I was wondering if utility workers rat ppl out.  I have a baby plant growing near my electric box that now must be moved else where.  Thinking about tree topping up inside my ever green tree.


----------



## monkeybusiness (Jun 22, 2009)

I'm curious as to how and why the utility guy could order him to shut off a generator. Seems to me if i buy a generator and buy the gas then i can do what i want with it. Isn't it a little like having someone come to repossess your brand new car and ordering you to stop driving the old one you have also?


----------



## AcesUp (Jun 22, 2009)

It may have been because the generator was hooked in to the house/utilities incorrectly. If there is a power outage and the linemen are working on the wires, the generator could back feed in to the power grid. This is the only reason that seems logical to me. If he was there to shut off the power, then they either pull the meter or cut the wire to the pole or both. In that case there would be no reason to shut the generator off. It seems to me with a half intelligent attorney this case should be dismissed.


----------



## mrkingford (Jun 22, 2009)

ahh, a search warrant for what ?
A running generator? No one answering the door ?
Sometimes i think a lot is left out of these stories by either the press not getting ALL the facts or the cops.
What did they tell the judge to get the warrant?


----------



## dirtysox (Jun 22, 2009)

amen, the generator was powering the secret nuclear missle facility being set up by bad guys, and the utility worker used his James Bond instinct to stop the worst from happening.  That same worker has the power to tell you to do anything, and you must follow his instruction, or be tortured.  As for the search warrant, they dont need to tell the judge much, other than weapons of mass destruction are in the house.  Sometimes I wonder if I am an alien living here among stupid humans?  What happened to society?  This is why I smoke, man is its own worst enemy, and the end is near.  Just my opinion

Whats worse, is that if the dude at the house kept the bill paid, then no james bond utility worker, and yes Im going guess the generator was hardwired into the home.


----------



## zipflip (Jun 22, 2009)

> he also noticed other suspicious items around the residence, such as soil and privacy fencing,


 so now soil and privacy fencing are considered as part of the list for probable cause for warrant now..?
  i got tons of soil and a fence in my back yard. bout 1000sq ft of soil bout mile deep:rofl: 

but really tho wat do you expect if you dont pay your electric bill and your growing.  jmo if ya gonna grow pay all your bills on time especially ones that involve local maintanance dudes comin to or around your residence. cable phone electricity water etc...  jmo
  and really if i had 40 plants inside and the electric guy tells me to turn the generator off, im not gonna argue wit him


----------



## zipflip (Jun 22, 2009)

blondeboy said:
			
		

> I was wondering if utility workers rat ppl out. I have a plant growing near my electric box that now must be moved else where.

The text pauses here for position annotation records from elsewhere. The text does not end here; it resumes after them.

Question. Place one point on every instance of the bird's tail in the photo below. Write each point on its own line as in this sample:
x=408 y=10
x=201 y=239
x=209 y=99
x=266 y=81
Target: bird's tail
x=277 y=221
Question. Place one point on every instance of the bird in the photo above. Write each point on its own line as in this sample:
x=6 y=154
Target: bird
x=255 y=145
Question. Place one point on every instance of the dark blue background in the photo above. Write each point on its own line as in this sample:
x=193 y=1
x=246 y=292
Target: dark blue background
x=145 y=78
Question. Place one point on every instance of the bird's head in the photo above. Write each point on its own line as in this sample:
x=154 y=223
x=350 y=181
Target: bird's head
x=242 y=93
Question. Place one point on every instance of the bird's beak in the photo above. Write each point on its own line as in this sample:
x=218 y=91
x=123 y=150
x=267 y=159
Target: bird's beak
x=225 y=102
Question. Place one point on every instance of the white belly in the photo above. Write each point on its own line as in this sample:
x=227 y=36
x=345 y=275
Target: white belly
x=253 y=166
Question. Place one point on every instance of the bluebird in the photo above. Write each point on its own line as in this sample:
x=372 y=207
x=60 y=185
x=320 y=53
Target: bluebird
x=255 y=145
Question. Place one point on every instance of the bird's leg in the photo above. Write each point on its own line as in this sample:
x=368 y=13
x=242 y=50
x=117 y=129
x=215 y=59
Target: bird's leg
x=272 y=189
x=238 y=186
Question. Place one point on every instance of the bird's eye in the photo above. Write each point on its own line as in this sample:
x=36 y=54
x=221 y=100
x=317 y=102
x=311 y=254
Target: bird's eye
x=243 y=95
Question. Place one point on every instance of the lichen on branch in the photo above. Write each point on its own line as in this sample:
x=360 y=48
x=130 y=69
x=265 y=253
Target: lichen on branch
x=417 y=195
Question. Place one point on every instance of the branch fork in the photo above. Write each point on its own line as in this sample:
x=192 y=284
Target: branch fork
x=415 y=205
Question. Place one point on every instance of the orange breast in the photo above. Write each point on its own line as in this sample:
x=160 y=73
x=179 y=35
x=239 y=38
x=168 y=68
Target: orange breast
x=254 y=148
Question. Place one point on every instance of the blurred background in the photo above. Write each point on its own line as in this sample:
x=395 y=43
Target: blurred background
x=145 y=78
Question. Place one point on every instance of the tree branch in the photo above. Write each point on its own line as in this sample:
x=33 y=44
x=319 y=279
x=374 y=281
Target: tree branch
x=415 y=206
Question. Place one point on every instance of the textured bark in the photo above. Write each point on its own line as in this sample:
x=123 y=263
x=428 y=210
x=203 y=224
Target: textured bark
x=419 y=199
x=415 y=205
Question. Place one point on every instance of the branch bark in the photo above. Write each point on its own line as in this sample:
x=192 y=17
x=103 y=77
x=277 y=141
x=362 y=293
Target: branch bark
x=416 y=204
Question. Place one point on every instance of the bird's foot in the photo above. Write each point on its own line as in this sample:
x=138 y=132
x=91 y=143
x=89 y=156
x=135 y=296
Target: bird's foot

  that woulda ben the last place i woulda even put a plant myself. lol  
  really tho when ya put a plant sumwhere  keep in mind traffic in area and reasons anyone would have to be in that area also.   
 plus did you know that sometimes they have dudes who come into your yard to rread your meteres dependin on where you are.. occassionally.  they do round here anyways..

MRKINGFORD<<<<





> ahh, a search warrant for what ?
> A running generator? No one answering the door ?
> Sometimes i think a lot is left out of these stories by either the press not getting ALL the facts or the cops.
> What did they tell the judge to get the warrant?
> __________________



if i was this guy i would definately fight it in court and have my lawyer supress wat if any evidence they had/reason to even get a warrant in the first place, cuz if they didnt have sufficient grounds to obtain the warrant in the first place, regardless of wat they found the case is dismissed.


----------



## viper1951 (Jun 22, 2009)

man was this dude rich or something 18 hours a day running a generator is alot of freaking gas must have been tapping everyone's gas tanks at night 
Hey why doesn't he just put up a sign "Hey i'm stupid" how do you explain a generator running 18 hours a day ? and no apparent work being done to justifie it.  this guy should have" Hey I'm stupid tattooed on his fore head " to for warn people he mite be around


----------



## stonedrone (Jun 23, 2009)

So he could afford the gas to run a generator all or most of the day, but he couldn't pay his electric bill. What a d-bag. He shouldn't go to jail but somebody ought to smack him around a bit.


----------



## dirtysox (Jun 23, 2009)

with a generator in a residential area, im sure the cops could be called in on a noise complaint, depending on how obnoxius it was, but the more the members here keep pointing out this chump monkeys mistakes, the more sense it makes.    
if the generator was  hardwired, I would love to see a pic of that.    
heres the math on it, in my opinion, 40 plants equals, pay the bills equals, keeps nosey people away equals, if someone shows at the grow equals, do whatever you have to, so they are happy equals, keep low profile equals, grower didnt act in the mentioned fashion equals busted
Im all quick to say hey the electrical worker is a jack, when maybe he was trying to warn this guy, and when the electrican saw him acting like a tool, he went to the policia, thus the weak evidence to support the claim to warrant a search
man, im the tool


----------



## mrkingford (Jun 23, 2009)

If it was hard wired it would be wired INSIDE where the electric guy could NOT see.
Where i live many, many PEOPLE HAVE GENERATORS cause of the storms here in the winter.
As stonedrone said; How did he afford gas but not electric?
I don't see how they got a warrant, but again he probably said SOMETHING that alerted to the grow while talking to the utility guy.


----------



## Flyinghigh (Jun 23, 2009)

Just show you that one must pay the electric bill No Matter what..!!!
I know when I hook a 1000 watt soon my bill going to jump up to about 60 bucks more, then what I pay now..
So pay that bill...


----------



## intellenoob (Jun 23, 2009)

i bet they used a generator to keep from having the electric company report them. sweet, sweet irony.


----------



## viper1951 (Jun 23, 2009)

I run all of my lights on 240 volt  as you can run 2 1000 watts for the price of 1 on 120 volt  and you get more bud too best way to go . my friend grows with 600 watts and he doesn't get any where near the buds I get . it always blows his mind when he comes over


----------



## PencilHead (Jun 23, 2009)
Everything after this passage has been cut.